Es ist eine gebrochene Biografie. Zugleich ist ein Versuch, Heinrich Mann als letzten Romantiker und damit poetisch auch eher von der Fantastik und nicht von der Realistik her zu fassen. Dies sind die großen konzeptuellen Entwürfe, die Heinrich Mann neu lesbar machen und dazu animieren, mehr Verständnis für den 1871 geboren und 1950 im amerikanischen Exil gestorbenen Lübecker Dichter aufzubringen. In den knapp 79 Lebensjahren lebte Heinrich Mann mehrere Leben und durchlebte, so Flügge, zwei ästhetische Paradigmenwechsel. Bei genauerer Hinsicht war es jedoch nur einer: Nach einer konservativ-reaktionären Phase in den Jahren zwischen 1894 und 1896 bekannte sich Heinrich Mann zur Demokratie und fand – nach Überwindung des Ästhetizismus – zu einer sehr individuellen Form des magischen Realismus, der ihn in unterschiedlicher Ausprägung sein Leben lang begleitete und von vielen seiner Zeitgenossen nicht verstanden, von seinem Bruder im amerikanischen Exil sogar als „Greisenavantgardismus“ beschimpft wurde. Dass die Geschichte Heinrichs nicht ohne die seines Bruders, und umgekehrt, zu schreiben ist, berücksichtigt Flügge ebenfalls in wohltuender Dosierung.

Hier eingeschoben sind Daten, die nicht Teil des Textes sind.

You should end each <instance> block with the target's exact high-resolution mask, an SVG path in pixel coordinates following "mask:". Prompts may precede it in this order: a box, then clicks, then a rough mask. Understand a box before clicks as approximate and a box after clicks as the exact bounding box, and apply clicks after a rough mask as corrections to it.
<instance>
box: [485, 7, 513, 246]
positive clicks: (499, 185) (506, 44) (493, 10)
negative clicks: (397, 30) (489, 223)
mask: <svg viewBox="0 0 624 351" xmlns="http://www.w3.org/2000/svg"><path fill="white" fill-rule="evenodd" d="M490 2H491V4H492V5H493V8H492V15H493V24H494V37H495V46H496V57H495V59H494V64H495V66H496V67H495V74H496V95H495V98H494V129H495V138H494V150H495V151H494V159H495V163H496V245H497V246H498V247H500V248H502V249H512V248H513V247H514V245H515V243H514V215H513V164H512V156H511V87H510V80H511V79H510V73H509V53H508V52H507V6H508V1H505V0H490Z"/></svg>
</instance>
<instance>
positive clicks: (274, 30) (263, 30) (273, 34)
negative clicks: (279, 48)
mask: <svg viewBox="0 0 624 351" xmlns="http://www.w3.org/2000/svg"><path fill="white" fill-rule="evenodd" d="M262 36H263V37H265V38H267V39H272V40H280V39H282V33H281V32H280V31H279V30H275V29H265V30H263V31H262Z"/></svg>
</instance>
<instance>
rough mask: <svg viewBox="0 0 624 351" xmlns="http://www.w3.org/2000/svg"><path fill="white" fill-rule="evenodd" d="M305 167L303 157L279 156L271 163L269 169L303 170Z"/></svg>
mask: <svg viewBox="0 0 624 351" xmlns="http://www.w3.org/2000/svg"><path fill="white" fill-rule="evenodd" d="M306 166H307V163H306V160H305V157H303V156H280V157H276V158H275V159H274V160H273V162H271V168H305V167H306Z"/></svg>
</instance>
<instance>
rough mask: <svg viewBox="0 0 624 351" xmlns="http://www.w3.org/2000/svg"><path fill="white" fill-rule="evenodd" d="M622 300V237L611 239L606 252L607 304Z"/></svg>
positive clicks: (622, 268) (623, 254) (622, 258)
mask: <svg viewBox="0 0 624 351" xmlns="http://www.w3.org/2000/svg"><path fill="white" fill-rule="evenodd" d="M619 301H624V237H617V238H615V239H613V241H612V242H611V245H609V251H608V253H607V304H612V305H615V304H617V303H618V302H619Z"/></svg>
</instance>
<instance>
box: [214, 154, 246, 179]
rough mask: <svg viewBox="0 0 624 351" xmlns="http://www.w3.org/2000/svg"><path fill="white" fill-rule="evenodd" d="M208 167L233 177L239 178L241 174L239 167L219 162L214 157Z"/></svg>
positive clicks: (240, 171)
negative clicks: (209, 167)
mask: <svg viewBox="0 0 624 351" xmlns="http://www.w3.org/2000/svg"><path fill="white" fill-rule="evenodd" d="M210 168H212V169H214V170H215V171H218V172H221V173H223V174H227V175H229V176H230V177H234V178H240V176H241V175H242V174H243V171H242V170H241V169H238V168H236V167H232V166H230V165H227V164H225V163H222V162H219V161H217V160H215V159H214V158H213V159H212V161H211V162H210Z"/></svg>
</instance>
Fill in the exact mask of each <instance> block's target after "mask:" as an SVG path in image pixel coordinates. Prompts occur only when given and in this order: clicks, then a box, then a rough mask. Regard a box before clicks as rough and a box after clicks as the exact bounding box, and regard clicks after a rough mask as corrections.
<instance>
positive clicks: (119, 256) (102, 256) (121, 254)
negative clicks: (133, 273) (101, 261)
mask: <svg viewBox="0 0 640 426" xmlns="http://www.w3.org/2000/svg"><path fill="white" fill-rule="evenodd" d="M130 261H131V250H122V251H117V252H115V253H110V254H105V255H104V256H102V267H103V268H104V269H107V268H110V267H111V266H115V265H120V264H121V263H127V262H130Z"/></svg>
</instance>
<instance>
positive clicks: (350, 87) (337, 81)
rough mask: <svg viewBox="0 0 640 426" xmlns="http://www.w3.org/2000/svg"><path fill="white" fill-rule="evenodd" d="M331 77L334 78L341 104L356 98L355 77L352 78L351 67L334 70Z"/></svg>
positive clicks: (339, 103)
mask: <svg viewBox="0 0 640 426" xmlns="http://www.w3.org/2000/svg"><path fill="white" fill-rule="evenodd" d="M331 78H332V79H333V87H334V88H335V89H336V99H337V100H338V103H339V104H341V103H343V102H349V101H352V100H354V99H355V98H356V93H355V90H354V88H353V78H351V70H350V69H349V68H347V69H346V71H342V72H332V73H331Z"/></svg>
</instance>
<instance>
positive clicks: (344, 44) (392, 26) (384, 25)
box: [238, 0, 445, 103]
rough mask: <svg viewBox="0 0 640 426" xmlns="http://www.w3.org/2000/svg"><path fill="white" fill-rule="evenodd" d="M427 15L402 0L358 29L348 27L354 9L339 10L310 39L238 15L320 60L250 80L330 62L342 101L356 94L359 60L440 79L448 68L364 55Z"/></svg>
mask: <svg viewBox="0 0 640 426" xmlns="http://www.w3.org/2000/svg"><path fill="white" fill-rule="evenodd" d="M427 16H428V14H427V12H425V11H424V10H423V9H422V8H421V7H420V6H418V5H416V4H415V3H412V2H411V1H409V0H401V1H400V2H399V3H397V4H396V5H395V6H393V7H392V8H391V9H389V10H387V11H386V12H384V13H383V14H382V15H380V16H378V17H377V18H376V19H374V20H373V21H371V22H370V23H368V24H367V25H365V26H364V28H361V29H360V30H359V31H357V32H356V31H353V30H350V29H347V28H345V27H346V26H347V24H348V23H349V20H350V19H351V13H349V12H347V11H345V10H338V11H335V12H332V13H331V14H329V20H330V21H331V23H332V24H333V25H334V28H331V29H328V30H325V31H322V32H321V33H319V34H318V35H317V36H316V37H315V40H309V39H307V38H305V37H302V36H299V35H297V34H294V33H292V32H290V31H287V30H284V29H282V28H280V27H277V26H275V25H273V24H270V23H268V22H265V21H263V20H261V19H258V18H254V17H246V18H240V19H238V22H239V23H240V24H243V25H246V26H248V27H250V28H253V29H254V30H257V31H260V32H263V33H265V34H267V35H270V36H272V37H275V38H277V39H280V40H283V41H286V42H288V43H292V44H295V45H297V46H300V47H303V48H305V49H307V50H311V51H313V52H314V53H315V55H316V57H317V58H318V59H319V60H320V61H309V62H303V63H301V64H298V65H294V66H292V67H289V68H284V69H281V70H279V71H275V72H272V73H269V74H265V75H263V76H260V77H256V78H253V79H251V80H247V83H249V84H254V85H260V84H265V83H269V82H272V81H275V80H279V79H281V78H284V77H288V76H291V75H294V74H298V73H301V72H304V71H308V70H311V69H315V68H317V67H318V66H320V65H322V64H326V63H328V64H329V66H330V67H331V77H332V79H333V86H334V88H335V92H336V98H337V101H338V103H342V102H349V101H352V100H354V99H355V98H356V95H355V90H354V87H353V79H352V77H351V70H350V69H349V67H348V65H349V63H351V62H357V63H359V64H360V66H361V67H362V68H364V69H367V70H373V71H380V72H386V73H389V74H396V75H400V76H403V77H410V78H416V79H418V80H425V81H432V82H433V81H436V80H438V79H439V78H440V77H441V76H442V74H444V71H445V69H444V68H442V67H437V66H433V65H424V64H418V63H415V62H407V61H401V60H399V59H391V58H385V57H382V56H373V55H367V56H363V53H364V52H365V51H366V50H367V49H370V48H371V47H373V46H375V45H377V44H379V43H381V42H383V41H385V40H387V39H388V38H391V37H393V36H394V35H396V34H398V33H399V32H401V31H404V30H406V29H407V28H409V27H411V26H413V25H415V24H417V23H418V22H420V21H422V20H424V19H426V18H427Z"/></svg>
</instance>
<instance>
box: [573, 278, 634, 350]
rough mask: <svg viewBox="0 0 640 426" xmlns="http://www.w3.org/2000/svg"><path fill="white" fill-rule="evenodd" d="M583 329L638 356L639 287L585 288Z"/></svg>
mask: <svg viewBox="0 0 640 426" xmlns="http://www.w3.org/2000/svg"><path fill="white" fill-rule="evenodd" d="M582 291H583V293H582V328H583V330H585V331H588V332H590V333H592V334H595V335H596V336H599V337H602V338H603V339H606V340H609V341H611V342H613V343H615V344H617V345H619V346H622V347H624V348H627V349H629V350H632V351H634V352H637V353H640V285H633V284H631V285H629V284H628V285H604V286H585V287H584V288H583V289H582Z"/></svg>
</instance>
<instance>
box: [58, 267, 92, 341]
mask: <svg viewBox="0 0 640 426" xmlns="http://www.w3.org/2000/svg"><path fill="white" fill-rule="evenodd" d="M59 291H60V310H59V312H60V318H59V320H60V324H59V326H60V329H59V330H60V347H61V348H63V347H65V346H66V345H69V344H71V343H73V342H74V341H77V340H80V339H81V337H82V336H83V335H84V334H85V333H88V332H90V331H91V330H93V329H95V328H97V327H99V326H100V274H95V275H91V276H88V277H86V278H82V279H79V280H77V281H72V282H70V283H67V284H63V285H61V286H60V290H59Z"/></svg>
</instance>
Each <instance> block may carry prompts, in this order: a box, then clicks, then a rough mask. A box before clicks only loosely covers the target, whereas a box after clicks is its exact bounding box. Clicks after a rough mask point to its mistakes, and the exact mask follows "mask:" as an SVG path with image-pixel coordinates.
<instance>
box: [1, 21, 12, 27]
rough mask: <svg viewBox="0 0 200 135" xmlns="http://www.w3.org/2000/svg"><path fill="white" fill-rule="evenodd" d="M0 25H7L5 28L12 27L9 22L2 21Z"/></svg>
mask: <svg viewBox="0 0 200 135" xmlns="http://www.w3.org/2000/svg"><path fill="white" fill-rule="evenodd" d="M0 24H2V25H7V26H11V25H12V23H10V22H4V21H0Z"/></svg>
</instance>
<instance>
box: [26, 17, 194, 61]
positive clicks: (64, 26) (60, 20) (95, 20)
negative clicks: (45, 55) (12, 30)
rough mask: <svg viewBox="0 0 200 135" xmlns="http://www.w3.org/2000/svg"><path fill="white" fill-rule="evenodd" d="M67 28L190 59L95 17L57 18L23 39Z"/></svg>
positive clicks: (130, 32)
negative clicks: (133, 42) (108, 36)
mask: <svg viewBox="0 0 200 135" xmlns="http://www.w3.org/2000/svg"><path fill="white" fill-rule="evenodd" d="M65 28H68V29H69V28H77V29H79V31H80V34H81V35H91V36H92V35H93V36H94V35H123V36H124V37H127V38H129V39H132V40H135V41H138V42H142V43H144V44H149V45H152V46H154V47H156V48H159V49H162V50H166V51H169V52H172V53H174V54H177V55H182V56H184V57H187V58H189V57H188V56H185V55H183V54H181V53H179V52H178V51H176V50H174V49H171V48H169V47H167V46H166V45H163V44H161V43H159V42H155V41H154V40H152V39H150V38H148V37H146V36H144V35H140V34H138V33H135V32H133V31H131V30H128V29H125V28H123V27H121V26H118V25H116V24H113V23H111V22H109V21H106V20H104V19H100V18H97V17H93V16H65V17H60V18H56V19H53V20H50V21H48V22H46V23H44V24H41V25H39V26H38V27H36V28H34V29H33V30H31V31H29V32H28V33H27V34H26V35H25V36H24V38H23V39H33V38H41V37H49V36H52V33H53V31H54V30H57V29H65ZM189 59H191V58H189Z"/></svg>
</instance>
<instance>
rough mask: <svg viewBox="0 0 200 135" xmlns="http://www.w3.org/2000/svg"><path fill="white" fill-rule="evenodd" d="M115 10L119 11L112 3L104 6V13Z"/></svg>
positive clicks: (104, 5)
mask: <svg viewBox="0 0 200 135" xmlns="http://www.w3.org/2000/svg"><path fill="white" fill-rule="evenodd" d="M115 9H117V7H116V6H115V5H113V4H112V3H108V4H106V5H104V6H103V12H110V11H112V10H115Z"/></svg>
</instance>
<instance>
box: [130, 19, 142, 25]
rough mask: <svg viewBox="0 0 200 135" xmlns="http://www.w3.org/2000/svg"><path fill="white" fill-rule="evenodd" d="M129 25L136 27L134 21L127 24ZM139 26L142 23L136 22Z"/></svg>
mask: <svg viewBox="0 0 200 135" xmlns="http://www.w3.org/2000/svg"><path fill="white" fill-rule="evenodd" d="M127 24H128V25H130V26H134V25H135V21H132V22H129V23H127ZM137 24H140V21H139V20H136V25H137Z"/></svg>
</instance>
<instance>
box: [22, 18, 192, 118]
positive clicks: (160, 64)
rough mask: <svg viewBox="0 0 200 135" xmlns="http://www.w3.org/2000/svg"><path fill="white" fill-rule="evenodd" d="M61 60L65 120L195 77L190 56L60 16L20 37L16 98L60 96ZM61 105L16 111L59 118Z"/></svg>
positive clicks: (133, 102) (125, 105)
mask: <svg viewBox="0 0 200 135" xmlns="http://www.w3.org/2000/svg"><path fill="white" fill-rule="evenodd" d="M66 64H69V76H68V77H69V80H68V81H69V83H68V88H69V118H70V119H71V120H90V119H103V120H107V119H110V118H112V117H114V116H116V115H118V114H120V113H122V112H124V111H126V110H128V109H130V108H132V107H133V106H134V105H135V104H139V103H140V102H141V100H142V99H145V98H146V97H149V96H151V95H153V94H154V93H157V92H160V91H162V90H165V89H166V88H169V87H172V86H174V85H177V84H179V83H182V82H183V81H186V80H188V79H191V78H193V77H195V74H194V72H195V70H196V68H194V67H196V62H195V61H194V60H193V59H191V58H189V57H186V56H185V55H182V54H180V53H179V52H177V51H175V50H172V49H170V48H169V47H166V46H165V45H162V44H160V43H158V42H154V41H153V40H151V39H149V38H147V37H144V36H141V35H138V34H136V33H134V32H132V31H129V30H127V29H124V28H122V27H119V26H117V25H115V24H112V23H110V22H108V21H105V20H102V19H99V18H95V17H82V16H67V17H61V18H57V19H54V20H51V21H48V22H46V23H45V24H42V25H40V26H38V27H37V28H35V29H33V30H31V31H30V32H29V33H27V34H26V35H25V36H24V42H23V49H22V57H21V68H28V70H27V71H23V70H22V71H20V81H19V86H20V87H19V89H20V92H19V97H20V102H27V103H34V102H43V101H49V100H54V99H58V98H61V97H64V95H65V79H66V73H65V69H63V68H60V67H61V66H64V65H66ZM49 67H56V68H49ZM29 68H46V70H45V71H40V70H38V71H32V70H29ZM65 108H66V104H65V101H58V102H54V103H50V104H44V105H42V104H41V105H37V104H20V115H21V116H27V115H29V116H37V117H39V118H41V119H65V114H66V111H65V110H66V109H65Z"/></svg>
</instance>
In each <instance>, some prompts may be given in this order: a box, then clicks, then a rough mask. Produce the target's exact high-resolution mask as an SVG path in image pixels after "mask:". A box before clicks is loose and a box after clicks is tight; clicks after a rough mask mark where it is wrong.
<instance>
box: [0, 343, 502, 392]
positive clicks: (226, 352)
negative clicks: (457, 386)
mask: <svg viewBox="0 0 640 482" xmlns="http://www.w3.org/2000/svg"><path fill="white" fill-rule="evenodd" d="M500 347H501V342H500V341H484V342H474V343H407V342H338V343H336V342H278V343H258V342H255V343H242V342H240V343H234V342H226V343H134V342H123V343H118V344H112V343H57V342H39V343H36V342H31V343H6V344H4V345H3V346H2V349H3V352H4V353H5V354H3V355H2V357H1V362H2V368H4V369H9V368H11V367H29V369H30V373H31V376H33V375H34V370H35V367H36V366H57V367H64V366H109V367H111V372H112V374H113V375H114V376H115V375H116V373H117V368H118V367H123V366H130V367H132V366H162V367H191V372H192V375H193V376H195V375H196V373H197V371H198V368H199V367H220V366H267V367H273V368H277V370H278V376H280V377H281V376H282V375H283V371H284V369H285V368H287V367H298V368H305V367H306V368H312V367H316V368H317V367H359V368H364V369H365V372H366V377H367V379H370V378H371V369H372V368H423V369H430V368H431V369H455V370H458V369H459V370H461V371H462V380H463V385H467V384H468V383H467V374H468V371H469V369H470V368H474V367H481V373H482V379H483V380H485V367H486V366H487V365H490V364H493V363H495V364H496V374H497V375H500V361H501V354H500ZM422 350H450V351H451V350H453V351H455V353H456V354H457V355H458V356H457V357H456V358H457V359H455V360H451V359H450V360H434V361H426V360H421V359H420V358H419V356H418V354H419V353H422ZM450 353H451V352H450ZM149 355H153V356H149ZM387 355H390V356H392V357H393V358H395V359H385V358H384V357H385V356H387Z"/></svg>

Aus dem Vollen schöpft der Frankreichkenner dann für die Zeit nach 1933. Heinrich Mann hatte Deutschland verlassen – die Vorgeschichte des engagierten Essayisten und Republikaners ist etwas knapper dimensioniert – war zunächst nach Frankreich gegangen, sympathisierte dort mit den Kommunisten, um dann schließlich 1940 über die Pyränen nach Amerika zu gehen. Flügge wertet gerade für die Zeit in Frankreich neues Archivmaterial aus – wie er übrigens alle erreichbaren auch jüngeren Archivfunde verarbeitet – und zieht aufschlussreiche Verbindungen zu anderen Exilanten. Hier entsteht ein neues, komplexeres Bild Heinrich Manns, das nicht nur den frankophilen, europäisch denkenden Autor der Henri-Quatre-Romane plastisch hervorhebt, sondern auch den suchenden und gelegentlich – wie so viele seiner Zeit – irrenden Intellektuellen beschreibt. Die Beschreibung der Zeit in Amerika steht leider – wie bei so vielen Heinrich Mann-Biografen – unter einer von der späteren Rezeption des Scheiterns bestimmten Teleologie. Der Stern seines Bruders leuchtet natürlich in den USA ungleich stärker, er hat mehr Publikumserfolg, steckt seinem von kommunistischen Gelegenheitszahlern abhängigen Bruder, der zudem noch unter FBI-Aufsicht steht, gelegentlich einen Scheck zu und ärgert sich über das unstandesgemäße Verhalten von Nelly Kroeger, Heinrich Manns zweiter Frau. Gerade das amerikanische Exilwerk wartet immer noch auf eine angemessene und faire Bewertung.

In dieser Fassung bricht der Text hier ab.